In fact, all five shortlisted titles are by first-time or little known authors, and four of them were issued without fanfare by small presses. Two are translations from French.
"Oh, my God! I'm on cloud nine," said Anansi's Lynn Henry when the list was announced yesterday. "Most books come to us through agents. The chance of our publishing (De Niro's Game) and then getting on the short list are one in a million."
Losing out yesterday were such celebrated authors as Wayne Johnston (for The Custodian of Paradise), Douglas Coupland (jPod) and David Adams Richards (The Friends of Meager Fortune), who had been on the long list of 15 books announced two weeks ago. Large houses like McClelland & Stewart, HarperCollins and Penguin Canada, publishers of past Giller winners, were shut out this time.
"We didn't look at who the publishers were," said judge Adrienne Clarkson, the former governor general and a writer herself. "We just read the books. Things emerge when you are looking for excellence."
To compose the long list, the jury read 101 books from 36 presses.
Clarkson and novelist Michael Winter revealed the five finalists yesterday at the Four Seasons hotel. (Writer Alice Munro, the third judge, could not be present.) Their list includes three novels and two short-story collections.
De Niro's Game is a searing story of two friends — one Christian, one Muslim — caught in the civil war in Beirut.
Hage wrote the novel in English, his third language after Arabic and French. He left his native Lebanon as a teenager and lived for a time in New York before settling in Montreal.
One major publisher, Doubleday, a part of Random House of Canada, made it on the short list with a short-story collection by Vincent Lam. Bloodletting and Miraculous Cures draws on Lam's experiences as an emergency room doctor at Toronto East General Hospital.
Another finalist for the $40,000 prize (its value increased since Scotiabank became its co-sponsor last year) is from Anansi: The Immaculate Conception by Gaétan Soucy, published in French in 2004 and translated by Lazer Lederhendler.
The other two titles shortlisted were both published by Cormorant Books: The Perfect Circle, a novel by Pascale Quiviger, translated by Sheila Fischman; and Home Schooling, short stories by Carol Windley.
Moved nearly to tears, Cormorant's publisher Marc Côté jumped up to phone his authors with the good news. Windley lives in Nanaimo, B.C., where she has taught at Malaspina College. The Montreal-born Quiviger lives in England and Italy, and is married to British Labour MP Alan Simpson.
As Le cercle parfait, Quiviger's story of a Montreal woman and her Tuscan lover won the Governor General's Award for best French-language novel in 2004.
"I read the first 20 pages and sent it immediately to Sheila Fischman," recalled Côté. "We both loved it and she said, `Get the rights now.'"

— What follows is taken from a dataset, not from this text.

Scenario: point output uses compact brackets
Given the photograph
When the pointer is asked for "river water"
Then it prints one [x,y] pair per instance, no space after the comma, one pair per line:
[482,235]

Côté ordered reprints yesterday of Home Schooling and The Perfect Circle. Before the short-list announcement, only 1,500 copies were in print of each title.
The Giller prize, created by businessman Jack Rabinovitch in 1994 in memory of his late wife Doris Giller, a journalist for the Star, has become the most effective marketing tool in Canadian publishing, so demand for more copies is assured.
Research by BookNet Canada, a not-for-profit agency that tracks national book sales, shows winning the Giller increases sales more than any other Canadian book prize, by even twice as much as the Governor General's Award for fiction.
The analysis, released Monday, shows the effect is equal for big-name authors and unknowns.
Frans Donker, owner of the Book City chain, was pleased with the short list: "These are new names, young names. The whole idea of having a long list worked very well. People were asking for those titles. The Giller makes an incredible impact."
The long list was made public for the first time this year. The winner will be announced at a Toronto gala on Nov. 7.